Ритка обернулась, чуть не соскользнув со старого потертого парапета. Тонкое жалобное мяуканье звало, требовало, молило о помощи. С другой стороны крыши на щербатом выступе сидел крошечный котенок. Совсем маленький еще, головастый, с точащими ушами. Он жалобно мявкал, как плакал, дрожал и жался к стене.
– Чудо, и как ты тут оказался? Ты только не пугайся, не пугайся, – успокаивала Ритка малыша. Боялась, что он может испугаться и дернуться вниз. Осторожно перекинув ногу через парапет, легла на него животом и постаралась дотянуться до котенка. Не хватало совсем чуть-чуть, буквально пары сантиметров.
Она дернулась, надеясь рывком подхватить его и вернуться. Маленький пушистый комочек вцепился в ладонь. Ритка судорожно дернулась обратно, заскользила по обитой жестью поверхности, силясь перевалиться обратно через парапет, но тщетно.
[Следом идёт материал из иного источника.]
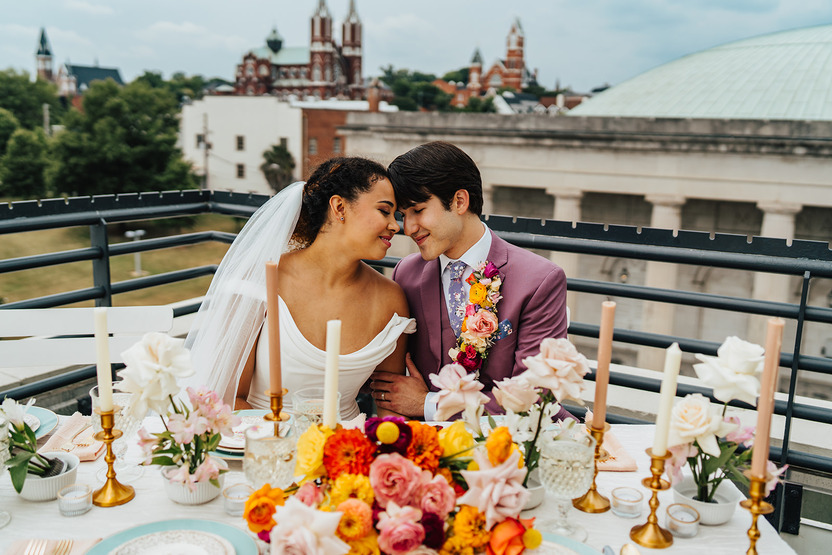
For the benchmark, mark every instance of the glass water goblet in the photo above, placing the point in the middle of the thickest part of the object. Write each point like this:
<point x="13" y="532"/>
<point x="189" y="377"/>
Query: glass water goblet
<point x="129" y="425"/>
<point x="566" y="468"/>
<point x="269" y="459"/>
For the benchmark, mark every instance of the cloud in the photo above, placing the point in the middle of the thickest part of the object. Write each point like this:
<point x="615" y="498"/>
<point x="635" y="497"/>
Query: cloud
<point x="191" y="34"/>
<point x="88" y="7"/>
– «Не убьюсь, так покалечусь», – успела подумать она, падая в холодную сумрачную темноту двора-колодца.
Очнулась Ритка от холода. Надо головой висела оранжевая в полнеба Луна. Звезды казались огромными и чуть дрожали.
– «Наверное, сотряс», – подумала она, переводя взгляд с трясущихся звезд на тонкие, похожие на несущихся по небу рыб, облака. Дома выглядели прозрачными, почти неосязаемыми, будто кто-то сделал их из хрусталя и раскрасил. А еще они тонко-тонко звенели. Такой звук бывает, когда проведешь пальцем по краешку бокала и он вдруг отзовется протяжной нотой.
Здравый смысл подсказывал, что после такого падения лучшее, что с тобой может случится это десяток переломов, и самое разумное – лежать неподвижно и ждать скорую. Но почему-то ничего не болело. И это пугало еще сильнее, чем возможная боль. Потому что единственная альтернатива, которая приходила Ритке в голову – она умерла.
Но местечко какое-то нестандартное. Не вполне соответствует ожиданиям. Где, к примеру, ворота или ангелы с трубами, или хотя бы летающие тетки в рогатых шлемах, поющие басом. В конце концов, где хоть что-то или кто-то?
Вконец замерзнув и, устав лежать без дела, Ритка осторожно встала. Ощупала себя, поприседала, подвигала руками и головой.
– Да нормально все, – пискнул кто-то сверху и прямо перед ней приземлился.. Приземлилось. Непонятное что-то! Маленькое, меховое, хвостатое. Вроде кот. Но какой-то жемчужно-переливающийся, текучий, словно капля ртути или приведение.
– Я умерла, – даже не спросила, а констатировала Ритка, глядя на призрачного кота, – а ты тот малыш с крыши? Эх, и тебя не спасла, и сама свалилась.